Presumed former ship’s rudder repurposeed for use as an anchor plate removed during reconstruction from the Gattonside footbridge, Melrose in 1991.
The bridge was completed in 1826 and the rudder was almost certainly used in the original construction. This means that it is most probably a very early example of surviving marine ironwork (if not the earliest known). At the time (1826) malleable iron could not be rolled in widths much greater than 2 ft (610 mm) and it can be seen that the rudder has been made from lengths approximately 2 ft wide and riveted. It was later in the 19th century that iron could be rolled to widths greater than this.
The resident engineer for the 1991 reconstruction produced a detailed drawing of the rudder just after it was excavated. This drawing is shown in Image 4: the textual information provided was:
Gattonside Footbridge Existing Anchor Details – North Block (10 July 1991)
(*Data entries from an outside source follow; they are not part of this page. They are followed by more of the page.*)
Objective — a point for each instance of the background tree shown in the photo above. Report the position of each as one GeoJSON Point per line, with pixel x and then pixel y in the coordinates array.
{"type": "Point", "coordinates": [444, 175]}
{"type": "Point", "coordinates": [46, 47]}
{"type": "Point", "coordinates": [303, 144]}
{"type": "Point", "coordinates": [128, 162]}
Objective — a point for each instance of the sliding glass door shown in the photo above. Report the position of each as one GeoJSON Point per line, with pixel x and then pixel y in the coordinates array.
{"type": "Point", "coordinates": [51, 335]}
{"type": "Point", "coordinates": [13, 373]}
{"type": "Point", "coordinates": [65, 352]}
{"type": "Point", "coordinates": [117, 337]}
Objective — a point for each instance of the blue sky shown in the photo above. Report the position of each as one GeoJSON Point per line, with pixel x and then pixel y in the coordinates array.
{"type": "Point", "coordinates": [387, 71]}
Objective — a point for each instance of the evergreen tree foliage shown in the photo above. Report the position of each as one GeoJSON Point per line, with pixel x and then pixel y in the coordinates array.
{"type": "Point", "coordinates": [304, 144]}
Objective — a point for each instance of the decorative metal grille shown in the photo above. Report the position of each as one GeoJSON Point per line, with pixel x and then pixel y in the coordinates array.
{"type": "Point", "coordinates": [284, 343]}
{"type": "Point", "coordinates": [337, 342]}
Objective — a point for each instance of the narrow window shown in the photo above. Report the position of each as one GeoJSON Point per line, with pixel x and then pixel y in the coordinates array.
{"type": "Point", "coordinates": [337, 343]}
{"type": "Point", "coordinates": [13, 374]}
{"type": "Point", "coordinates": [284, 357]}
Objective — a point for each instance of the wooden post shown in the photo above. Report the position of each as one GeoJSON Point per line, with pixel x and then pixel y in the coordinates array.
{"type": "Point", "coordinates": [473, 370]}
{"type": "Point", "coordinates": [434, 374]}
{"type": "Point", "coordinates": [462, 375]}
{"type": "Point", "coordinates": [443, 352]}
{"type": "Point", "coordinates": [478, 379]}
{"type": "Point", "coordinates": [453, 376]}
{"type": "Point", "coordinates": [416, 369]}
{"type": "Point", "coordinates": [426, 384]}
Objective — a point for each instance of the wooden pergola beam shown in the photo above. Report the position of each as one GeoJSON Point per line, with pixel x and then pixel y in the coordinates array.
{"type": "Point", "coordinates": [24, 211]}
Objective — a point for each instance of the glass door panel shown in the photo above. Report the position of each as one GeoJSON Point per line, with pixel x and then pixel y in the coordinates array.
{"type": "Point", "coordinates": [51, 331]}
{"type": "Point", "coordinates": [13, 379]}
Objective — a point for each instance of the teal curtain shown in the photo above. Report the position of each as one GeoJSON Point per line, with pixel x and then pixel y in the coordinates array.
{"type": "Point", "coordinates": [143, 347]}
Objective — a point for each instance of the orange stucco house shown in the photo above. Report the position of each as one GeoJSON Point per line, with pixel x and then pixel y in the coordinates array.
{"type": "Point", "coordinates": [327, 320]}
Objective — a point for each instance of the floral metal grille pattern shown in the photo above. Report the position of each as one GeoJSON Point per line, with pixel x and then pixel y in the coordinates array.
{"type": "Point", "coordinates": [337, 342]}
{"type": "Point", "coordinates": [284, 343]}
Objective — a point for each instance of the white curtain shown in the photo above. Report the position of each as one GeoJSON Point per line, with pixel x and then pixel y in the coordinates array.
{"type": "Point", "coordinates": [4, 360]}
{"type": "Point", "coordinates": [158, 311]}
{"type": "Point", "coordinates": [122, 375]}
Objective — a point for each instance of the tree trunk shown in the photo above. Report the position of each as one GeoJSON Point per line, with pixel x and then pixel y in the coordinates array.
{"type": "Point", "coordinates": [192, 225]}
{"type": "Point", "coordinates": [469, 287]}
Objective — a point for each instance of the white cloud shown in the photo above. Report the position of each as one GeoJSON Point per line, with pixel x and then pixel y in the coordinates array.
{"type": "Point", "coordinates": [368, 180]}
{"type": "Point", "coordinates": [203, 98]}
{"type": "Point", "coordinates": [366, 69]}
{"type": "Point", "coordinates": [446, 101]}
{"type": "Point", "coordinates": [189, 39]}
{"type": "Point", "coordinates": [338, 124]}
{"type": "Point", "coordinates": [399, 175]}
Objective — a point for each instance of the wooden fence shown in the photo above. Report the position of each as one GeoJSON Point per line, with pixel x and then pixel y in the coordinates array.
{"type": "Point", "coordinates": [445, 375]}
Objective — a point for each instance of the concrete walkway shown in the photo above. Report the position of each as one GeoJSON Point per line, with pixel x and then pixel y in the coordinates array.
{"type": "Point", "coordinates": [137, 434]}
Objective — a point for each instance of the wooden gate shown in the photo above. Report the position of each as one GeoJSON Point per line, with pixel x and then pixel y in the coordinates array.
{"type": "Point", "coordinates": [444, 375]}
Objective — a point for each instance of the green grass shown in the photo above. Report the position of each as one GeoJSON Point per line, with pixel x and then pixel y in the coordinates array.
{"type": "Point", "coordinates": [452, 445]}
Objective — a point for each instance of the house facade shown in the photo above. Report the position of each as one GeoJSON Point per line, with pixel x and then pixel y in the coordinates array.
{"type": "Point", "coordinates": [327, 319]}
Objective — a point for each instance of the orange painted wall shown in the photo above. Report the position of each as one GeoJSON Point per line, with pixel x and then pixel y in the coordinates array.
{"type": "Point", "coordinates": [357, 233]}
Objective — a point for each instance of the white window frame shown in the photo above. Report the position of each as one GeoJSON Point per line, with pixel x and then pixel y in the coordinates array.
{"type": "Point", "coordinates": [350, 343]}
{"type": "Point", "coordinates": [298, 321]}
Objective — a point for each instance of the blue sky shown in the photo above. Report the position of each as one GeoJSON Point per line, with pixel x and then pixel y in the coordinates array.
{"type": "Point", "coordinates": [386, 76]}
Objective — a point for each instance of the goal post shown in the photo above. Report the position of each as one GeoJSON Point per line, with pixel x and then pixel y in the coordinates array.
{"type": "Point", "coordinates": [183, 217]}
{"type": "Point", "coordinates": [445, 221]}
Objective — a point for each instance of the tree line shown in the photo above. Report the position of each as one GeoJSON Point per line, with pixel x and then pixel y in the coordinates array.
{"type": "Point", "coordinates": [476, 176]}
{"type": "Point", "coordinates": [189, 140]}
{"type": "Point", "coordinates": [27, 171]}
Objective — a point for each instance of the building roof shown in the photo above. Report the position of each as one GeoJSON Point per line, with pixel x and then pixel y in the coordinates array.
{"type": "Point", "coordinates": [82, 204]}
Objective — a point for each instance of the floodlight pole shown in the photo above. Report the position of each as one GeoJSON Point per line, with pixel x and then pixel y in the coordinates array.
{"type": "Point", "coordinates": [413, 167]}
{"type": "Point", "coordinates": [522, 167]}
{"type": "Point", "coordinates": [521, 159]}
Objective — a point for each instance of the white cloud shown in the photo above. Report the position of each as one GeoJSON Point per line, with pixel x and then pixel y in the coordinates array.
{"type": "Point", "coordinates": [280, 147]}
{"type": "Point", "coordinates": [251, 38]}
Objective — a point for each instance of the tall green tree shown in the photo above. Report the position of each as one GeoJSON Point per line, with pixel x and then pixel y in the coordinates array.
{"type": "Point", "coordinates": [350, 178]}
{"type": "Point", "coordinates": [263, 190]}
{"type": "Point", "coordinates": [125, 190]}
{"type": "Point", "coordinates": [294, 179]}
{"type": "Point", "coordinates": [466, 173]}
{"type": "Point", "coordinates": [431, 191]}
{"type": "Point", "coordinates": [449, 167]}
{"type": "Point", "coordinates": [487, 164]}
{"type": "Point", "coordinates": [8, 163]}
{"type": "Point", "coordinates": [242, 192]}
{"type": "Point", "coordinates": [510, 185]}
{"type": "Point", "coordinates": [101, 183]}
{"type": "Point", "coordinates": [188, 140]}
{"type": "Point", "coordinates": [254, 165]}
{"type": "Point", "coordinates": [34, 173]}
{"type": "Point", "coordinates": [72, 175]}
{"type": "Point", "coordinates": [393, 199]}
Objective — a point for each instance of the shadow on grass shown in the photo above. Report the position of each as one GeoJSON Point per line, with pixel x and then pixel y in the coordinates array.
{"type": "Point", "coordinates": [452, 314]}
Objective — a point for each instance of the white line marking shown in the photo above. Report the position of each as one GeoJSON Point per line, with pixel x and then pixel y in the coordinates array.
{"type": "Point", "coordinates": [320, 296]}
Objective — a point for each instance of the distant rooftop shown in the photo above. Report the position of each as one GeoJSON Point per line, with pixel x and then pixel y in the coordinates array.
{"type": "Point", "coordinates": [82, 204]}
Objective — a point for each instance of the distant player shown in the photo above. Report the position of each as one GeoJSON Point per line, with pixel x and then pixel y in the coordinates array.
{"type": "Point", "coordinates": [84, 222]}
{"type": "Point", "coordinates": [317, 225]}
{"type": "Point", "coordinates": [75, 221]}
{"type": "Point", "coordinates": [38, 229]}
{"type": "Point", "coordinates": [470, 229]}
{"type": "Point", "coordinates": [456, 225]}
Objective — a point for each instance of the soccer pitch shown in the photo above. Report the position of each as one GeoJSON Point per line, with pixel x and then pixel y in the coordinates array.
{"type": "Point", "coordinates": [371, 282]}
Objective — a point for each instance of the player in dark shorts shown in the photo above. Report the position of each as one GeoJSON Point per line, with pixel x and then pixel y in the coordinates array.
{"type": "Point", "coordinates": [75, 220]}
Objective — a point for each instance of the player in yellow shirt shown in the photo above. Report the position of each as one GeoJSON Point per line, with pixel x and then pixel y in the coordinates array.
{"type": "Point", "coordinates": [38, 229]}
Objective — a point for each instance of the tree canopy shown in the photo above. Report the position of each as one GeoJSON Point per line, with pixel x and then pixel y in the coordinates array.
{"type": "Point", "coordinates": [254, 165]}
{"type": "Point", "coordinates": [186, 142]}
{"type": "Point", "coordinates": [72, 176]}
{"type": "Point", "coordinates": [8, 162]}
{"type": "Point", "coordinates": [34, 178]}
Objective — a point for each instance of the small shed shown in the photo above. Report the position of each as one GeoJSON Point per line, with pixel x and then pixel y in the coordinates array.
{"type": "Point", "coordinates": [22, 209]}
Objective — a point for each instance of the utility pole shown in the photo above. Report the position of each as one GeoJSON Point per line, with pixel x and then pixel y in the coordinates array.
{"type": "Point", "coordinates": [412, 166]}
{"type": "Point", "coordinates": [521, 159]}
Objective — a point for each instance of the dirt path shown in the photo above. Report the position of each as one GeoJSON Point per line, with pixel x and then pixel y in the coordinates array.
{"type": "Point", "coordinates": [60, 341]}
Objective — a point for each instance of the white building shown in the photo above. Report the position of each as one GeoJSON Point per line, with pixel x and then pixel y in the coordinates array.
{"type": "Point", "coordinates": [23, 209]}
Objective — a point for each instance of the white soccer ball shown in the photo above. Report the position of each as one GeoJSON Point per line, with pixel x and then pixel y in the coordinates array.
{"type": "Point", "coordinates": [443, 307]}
Rivets 30 mm – diameter flatheads, nearly flush with surface.
Rudder constructed from fabricated steel/iron sheet 10 mm thick.
Overall thickness 20 mm to 70 mm (over pin centre line).
Lengths of tree trunks: (2-300 mm ⌀) were laid in front of rudder – in conjunction with boulders (up to 500 mm ⌀).
Paddle located approx 500 mm behind north extent of excavation.
Cast iron ground anchor base connected between trunnion of paddle and wrought iron chains.